Die darunter dokumentierten Gespräche mit den Eltern dienten nicht mehr der Ermittlung des Kindeswillens, sondern der allgemeinen Unterstützung und der Bewältigung der vorhandenen Probleme in der Familie, die so erheblich gewesen sind, dass vom Amtsgericht eine Herausnahme der Kinder in Erwägung gezogen wurde. Ferner betrafen die Gespräche vielfach Fragen des Umgangs des bei dem Vater lebenden Kindes H... mit der Mutter. In dem vorliegenden Verfahren ging es aber allein um die Scheidungsfolgensache "elterliche Sorge", sodass Umgangsfragen nicht zu den zugewiesenen Amtsgeschäften des Verfahrenspflegers gehörten. Weiterhin zählte es nicht zum Aufgabenkreis des Verfahrenspflegers, im Vorfeld der Abfassung des schriftlichen Gutachtens Gespräche mit der Sachverständigen zu führen. Auch der Umstand, dass es sich teilweise um unaufgeforderte Kontaktaufnahmen mit dem Verfahrenspfleger handelte, ändert an der vorstehenden Beurteilung nichts.

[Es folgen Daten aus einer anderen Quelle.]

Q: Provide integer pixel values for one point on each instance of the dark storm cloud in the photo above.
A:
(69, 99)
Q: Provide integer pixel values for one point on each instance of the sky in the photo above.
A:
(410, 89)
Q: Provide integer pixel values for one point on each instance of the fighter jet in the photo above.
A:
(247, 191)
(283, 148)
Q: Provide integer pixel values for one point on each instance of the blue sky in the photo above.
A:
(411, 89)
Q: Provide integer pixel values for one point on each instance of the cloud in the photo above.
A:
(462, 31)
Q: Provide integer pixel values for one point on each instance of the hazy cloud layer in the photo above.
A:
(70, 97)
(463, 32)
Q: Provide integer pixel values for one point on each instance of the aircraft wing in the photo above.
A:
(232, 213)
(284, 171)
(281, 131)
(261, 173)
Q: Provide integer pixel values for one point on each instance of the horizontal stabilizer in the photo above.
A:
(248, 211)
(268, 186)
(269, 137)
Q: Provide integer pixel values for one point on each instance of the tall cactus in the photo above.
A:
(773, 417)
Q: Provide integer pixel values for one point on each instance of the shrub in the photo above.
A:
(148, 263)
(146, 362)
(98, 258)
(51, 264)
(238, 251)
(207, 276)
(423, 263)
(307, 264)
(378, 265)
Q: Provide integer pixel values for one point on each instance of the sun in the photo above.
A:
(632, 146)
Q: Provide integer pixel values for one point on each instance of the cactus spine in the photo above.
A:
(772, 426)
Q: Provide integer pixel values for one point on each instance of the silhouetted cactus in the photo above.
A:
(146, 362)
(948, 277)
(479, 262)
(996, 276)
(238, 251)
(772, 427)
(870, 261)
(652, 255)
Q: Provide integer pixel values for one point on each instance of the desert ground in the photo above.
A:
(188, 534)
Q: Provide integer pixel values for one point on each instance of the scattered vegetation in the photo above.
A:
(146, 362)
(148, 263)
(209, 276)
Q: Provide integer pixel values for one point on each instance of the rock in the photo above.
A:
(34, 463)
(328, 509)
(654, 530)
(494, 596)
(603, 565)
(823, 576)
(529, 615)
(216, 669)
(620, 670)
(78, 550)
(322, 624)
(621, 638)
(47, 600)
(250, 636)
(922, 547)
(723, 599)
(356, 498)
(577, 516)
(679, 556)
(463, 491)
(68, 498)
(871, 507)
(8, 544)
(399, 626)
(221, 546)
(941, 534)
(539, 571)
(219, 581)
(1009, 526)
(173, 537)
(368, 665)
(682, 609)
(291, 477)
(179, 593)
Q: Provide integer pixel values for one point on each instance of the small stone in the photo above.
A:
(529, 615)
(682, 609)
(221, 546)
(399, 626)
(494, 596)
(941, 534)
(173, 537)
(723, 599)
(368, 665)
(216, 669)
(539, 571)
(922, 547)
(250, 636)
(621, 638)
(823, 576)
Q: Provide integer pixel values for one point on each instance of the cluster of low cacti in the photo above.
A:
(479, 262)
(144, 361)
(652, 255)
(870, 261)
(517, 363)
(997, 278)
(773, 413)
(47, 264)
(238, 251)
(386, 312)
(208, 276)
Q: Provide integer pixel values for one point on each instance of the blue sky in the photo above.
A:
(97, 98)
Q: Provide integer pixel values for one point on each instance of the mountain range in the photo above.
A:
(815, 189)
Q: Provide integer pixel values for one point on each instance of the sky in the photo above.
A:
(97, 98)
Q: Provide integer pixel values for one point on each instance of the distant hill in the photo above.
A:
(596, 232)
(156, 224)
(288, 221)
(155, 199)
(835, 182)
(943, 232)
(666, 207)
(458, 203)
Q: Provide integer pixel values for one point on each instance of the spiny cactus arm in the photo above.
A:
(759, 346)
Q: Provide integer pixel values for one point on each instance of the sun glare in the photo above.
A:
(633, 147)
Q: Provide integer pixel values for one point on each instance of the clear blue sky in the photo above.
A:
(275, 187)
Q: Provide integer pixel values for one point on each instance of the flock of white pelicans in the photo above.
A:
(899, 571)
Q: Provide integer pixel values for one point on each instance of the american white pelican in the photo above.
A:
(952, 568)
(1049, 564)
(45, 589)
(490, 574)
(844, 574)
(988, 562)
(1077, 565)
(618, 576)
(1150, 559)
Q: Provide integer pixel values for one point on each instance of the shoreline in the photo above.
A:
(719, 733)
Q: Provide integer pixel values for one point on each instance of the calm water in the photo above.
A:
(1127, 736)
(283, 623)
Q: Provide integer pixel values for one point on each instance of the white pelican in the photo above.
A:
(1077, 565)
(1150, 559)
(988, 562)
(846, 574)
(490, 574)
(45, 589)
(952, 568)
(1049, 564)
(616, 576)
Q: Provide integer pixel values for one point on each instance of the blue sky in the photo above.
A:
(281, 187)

Nach dem Wirkungskreis der Verfahrenspflegschaft war es ebenfalls nicht Aufgabe des Beschwerdeführers, sich um Gerichtstermine zu kümmern. Das Amtsgericht ist zuständig für die Verfahrensgestaltung, die es nach pflichtgemäßem Ermessen vornimmt. Vorliegend sind keine Umstände ersichtlich, die es erforderlich gemacht hätten, Einfluss auf das gerichtliche Verfahren und die Terminierung durch das Amtsgericht zu nehmen. Schließlich kann der Beschwerdeführer keine Vergütung für kurze telefonische Terminabsprachen mit dem Gericht oder die Entgegennahme bzw. das Lesen einer entsprechenden Kurzmitteilung abrechnen. Diese Tätigkeiten betreffen nicht den Kernbereich der vom Gesetz dem Verfahrenspfleger zugewiesenen Tätigkeiten und sind nicht gesondert zu vergüten. Ein solcher und - wie auch hier - in der Regel hier nur geringfügiger büromäßiger Zeitaufwand wird vielmehr durch den Anspruch des Verfahrenspflegers auf Vergütung des Zeitaufwands für seine gesetzlich bestimmte Hauptaufgabe - die Ermittlung des Kindeswillens - im Allgemeinen mit abgegolten.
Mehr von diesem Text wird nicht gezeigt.